Can the zrok controller/frontend scale using something like Docker swarm or Amazon ECS if deployed properly. Where do you see configuration changes needed to support doing this based on the current Self hosting docker instructions?
You can autoscale a single public frontend configuration horizontally based on the metric of your choice. Those are your public reverse proxies that handle ingress load for all public shares, and each instance of the public frontend is a clone. It's also possible to have more than one frontend with a different configuration and each configuration would need to be scaled separately because they represent a unique identity.
You can scale your Ziti routers too. They'll auto-balance all the zrok backends and frontends. It's a good idea to place a couple of routers in each geography you wish to serve for reliability and performance. Auto-scaling routers is less simple because they are each uniquely identified to each other and the Ziti controller. Auto-scaling routers would involve provisioning additional Ziti routers triggered by some load metric.
That leaves the Ziti and zrok controllers. Ziti controller clusters are in beta, and won't be available for prod deployments for a little while. The zrok controller is always solo, at least for v0.4, I believe. Are you seeing significant load on the zrok controller? I understand it's involved in provisioning environments and services, but I don't believe it's a bottleneck for already-provisioned shares.
Thank you for the detailed response. Honestly load is very minimal for us at the moment but I am trying to think ahead if we end up growing substantially. In the interim do you have an idea of what maximum number of connections / throughput would be for a single instance?
That's wise to look ahead. No, I don't have an intuition for the theoretical max, but I'm sure we could tip over a zrok frontend if we tried hard enough.

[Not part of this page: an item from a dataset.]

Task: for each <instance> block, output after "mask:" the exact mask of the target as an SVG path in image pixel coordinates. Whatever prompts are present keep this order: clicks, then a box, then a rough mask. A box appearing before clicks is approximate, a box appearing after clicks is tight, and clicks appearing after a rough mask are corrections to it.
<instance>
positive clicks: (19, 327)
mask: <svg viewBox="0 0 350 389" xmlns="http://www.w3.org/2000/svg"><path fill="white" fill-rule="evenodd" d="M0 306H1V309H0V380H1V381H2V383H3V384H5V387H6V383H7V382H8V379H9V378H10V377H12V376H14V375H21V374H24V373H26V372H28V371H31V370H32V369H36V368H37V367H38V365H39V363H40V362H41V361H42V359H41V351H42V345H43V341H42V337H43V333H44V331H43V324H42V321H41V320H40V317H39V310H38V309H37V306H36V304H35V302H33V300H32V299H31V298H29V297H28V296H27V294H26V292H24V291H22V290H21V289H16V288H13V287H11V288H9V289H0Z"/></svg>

If you can predict which dimension you're most likely to grow along then it's simpler to predict the point of failure, e.g., circuit saturation vs. CPU.
Have you already figured out how you're going to chart resource usage? zrok and Ziti have some great metrics and, combined with a system level monitoring, those will allow you isolate and analyze resource usage.
The solution for scaling zrok frontend is definitely horizontal replicas not vertical. Even a DNS round robin with a number of frontends will get you very far indeed.
Here's an informed perspective on performance: High availability architecture for routers and controller - #8 by mike.gorman
You may be able to mine more insights from the same poster or this alias.